“All a chicken wants is to be the same every day, to eat his fill and be comfortable. I think that’s a sign of low intelligence.”—
Edwin Jemison, chemical salesman to chicken producers.
My husband and I had a heated discussion about what animals should or shouldn’t be eaten (I’m pro-chicken eating and anti-pork), on doing some research I ran across this quote. Ironic, much?
wayspo said: I used to listen to a podcast that claimed eating chicken was ethically the worst or animal products. I think the argument had to do with the quantity of chickens killed compared to other animals — and the horrifying factory farm conditions.
I think factory farmed anything is the worst. Plants or vegetables. My argument with Jamin is that all sustenance is part of the “circle of life” - there is no way to have an ethically pure diet in regards to all life forms. I don’t see much difference between a chicken and corn, intellectually. Even most plants can survive conditions that turkeys can’t.

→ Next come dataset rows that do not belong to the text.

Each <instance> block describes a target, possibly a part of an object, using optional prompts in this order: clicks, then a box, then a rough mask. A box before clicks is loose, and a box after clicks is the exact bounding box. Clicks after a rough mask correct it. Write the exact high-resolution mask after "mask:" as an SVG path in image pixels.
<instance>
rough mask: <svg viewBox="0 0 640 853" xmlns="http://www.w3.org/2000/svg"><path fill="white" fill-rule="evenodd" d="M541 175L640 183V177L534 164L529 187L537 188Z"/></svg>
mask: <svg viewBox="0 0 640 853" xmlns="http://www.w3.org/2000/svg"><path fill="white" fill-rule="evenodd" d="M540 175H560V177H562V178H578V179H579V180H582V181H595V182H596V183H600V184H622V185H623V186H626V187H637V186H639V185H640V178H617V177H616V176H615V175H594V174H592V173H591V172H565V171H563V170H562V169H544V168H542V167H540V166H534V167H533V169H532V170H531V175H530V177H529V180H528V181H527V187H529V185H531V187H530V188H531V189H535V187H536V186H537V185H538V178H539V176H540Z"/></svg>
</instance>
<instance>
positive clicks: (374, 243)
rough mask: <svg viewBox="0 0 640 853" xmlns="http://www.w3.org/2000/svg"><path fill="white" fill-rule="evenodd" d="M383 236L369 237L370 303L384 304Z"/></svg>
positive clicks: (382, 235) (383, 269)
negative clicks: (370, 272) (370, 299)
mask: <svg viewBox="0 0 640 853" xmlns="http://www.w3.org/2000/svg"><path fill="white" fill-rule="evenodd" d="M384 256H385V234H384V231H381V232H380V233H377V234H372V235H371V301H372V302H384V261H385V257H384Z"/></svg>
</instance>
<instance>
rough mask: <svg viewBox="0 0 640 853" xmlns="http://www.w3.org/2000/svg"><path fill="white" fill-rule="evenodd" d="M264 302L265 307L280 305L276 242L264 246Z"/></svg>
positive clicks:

I agree with this! It is a circle of life. I find it difficult to rank beings, and find I get on shaky ground when I try. One way to look at this is just a numbers game. If all beings have a certain sanctity, perhaps the goal is to just minimize the number and way in which we harvest them? Animals consume multiple plants to live, so I figure eating plants is the way to go.
I think it’s a wise thing for people to adopt a more ecologically friendly diet, and eating more plants can be a good way to do it. I hesitate to say that veganism is more healthy for the planet or for the individual countries where our food comes from, though, because agriculture can be just as destructive (like with Bolivia + quinoa).
An animal can eat the same crop for it’s entire life - a human cannot.
I found a good quote by Lierre Keith:
“We have to build relationships with the creatures that make our lives possible and with whom we share this planet. And that’s all of them–the bacteria, the plants, the insects, the birds. Not just the mammals. Everybody else. Animals are only 15% of life.
In a biological sense, this is a planet of bacteria. They are the people doing the basic work of life. They keep the basic cycles going–the carbon cycle, the nitrogen cycle, without which no animals would be here. We need to get profoundly humble before the incredible activities they do that make our lives possible. That humility needs to be the basis of our culture, our religion, our reality.”